OKLAHOMA – To most, it’s unthinkable.
Leaving a child in a car is something no parent or caregiver can fathom.
But the tragic fact is that it does happen, and all too frequently.
Heatstroke deaths have been recorded in 11 months of the year in nearly all the states.
Temperatures inside a car, even on a mild 72-degree sunny day, can rise 20 degrees in just 10 minutes. Children and pets are particularly susceptible to heatstroke because their bodies heat up five times faster than adults.
44 children have died in the U.S. after being in a vehicle in 2013. Two of those were in Oklahoma, according to AAA.
607 children have died across the country as a result of heatstroke from being left in the vehicle since 1998. Oklahoma ranks 9th in the nation per capita for children dying in cars, according to AAA.

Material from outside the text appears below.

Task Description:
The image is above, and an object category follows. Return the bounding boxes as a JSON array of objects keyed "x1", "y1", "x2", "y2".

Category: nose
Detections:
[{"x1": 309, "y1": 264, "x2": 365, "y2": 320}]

Here are some simple tips:
Look before you lock. Always check the front and back seats of your vehicle before you get out and lock your vehicle.
Be aware of “breaking your routine.” Ask your child care provider to call if your child does not show up to daycare when they normally do.
Never leave children unattended in a vehicle, even if the car is running or the window is cracked.
Warn your children about the dangers of playing in and around vehicles. Always lock your doors, and keep keys out of reach so children cannot get into the car.
If you spot a child or pet inside a hot, locked vehicle, call 911 immediately.